Next Article in Journal
Influence of Rurality on Oral Cancer Trends among Organisation for Economic Co-Operation and Development (OECD) Member Countries—A Scoping Review
Previous Article in Journal
Rare Germline Variants in DNA Repair Genes Detected in BRCA-Negative Finnish Patients with Early-Onset Breast Cancer
 
 
Review
Peer-Review Record

Mutational Signatures in Colorectal Cancer: Translational Insights, Clinical Applications, and Limitations

Cancers 2024, 16(17), 2956; https://doi.org/10.3390/cancers16172956 (registering DOI)
by Giovanni Crisafulli
Reviewer 1:
Reviewer 2: Anonymous
Cancers 2024, 16(17), 2956; https://doi.org/10.3390/cancers16172956 (registering DOI)
Submission received: 12 August 2024 / Revised: 21 August 2024 / Accepted: 22 August 2024 / Published: 24 August 2024

Round 1

Reviewer 1 Report

Comments and Suggestions for Authors

The author (Giovanni Crisafulli) describe not only mutational signatures in colorectal cancers and which etiological agents is responsible for specific single base substitution, but – most interestingly – gives translational insights. For instance

1)      SBS10 associated with MMRp/MSS POLE-mutant CRCs, which might be responsive to immunotherapy

2)      Enhancing tests of minimal residual disease (MRD) post surgery to avoid overtreatment

3)      Proof-of-concept clinical trial (ARETHUSA) for evaluating drug efficacy and guiding therapy. The efficacy of the alkylating agent temozolide (TMZ) in patients with mCRC, which increases mutational burden, creates an immunogenic environment in MSS tumors and improves response to immunotherapy, was determined by testing the mutational signature SBS11.

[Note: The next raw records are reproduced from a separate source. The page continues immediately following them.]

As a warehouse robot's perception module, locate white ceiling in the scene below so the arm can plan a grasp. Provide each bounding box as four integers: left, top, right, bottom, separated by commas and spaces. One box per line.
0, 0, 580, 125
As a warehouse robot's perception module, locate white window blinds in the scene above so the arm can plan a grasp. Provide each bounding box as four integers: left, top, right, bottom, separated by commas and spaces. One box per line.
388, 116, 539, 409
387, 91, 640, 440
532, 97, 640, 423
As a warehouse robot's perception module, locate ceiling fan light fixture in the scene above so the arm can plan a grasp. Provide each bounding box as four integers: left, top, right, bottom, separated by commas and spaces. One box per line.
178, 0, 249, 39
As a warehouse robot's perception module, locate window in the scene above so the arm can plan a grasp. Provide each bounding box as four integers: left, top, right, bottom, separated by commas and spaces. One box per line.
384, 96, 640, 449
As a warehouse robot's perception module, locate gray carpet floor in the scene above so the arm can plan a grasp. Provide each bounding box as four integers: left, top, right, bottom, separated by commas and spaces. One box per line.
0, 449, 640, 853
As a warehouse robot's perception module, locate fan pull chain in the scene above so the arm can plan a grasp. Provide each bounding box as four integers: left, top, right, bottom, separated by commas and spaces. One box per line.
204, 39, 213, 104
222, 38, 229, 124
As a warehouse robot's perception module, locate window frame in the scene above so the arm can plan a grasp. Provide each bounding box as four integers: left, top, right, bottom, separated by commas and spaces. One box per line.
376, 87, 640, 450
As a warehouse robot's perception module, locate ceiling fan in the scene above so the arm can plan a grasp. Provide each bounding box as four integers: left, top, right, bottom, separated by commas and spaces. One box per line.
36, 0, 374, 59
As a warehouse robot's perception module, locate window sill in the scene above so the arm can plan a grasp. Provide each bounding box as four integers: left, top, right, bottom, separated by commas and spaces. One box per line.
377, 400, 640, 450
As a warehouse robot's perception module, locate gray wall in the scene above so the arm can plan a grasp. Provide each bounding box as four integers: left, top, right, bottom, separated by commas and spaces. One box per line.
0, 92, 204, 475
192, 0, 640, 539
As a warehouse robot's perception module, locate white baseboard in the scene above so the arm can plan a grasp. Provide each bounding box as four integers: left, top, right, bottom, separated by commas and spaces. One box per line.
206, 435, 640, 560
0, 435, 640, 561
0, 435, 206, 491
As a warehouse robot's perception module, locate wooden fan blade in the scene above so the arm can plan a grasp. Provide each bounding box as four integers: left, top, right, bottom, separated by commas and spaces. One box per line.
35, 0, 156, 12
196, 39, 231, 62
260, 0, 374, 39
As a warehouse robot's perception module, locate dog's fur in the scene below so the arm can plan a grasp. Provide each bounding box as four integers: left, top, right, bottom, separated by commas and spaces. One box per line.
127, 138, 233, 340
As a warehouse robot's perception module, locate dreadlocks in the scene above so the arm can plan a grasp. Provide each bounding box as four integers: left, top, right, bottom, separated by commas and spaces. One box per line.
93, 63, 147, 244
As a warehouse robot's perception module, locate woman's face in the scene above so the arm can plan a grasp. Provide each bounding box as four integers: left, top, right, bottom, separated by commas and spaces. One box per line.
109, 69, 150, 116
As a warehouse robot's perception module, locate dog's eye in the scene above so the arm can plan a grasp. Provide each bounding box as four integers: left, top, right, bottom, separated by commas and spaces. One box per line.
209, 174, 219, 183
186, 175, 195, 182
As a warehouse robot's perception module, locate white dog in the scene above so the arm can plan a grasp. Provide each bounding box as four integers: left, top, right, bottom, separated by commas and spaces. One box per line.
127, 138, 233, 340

4)      Uncovering previous unknown therapeutic vulnerabilities, thereby offering a personalized approach.

5)      Evaluating genetic consequences of individual epigenetic and genetic inactivations offers a more nuanced characterization of the cancer

6)      Limitations of mutational signature analysis.

The manuscript covers a timely and relevant topic, is well written, and supported by recent literature. The author brings expertise from recent publications, including computational analyses (Brief Bioinf 2024) and clinical studies (Cancer Discov 2022). Would suggest in addition to the descriptions, that the author may also provide a figure or supplementary figure illustrating selected single base substitution signatures.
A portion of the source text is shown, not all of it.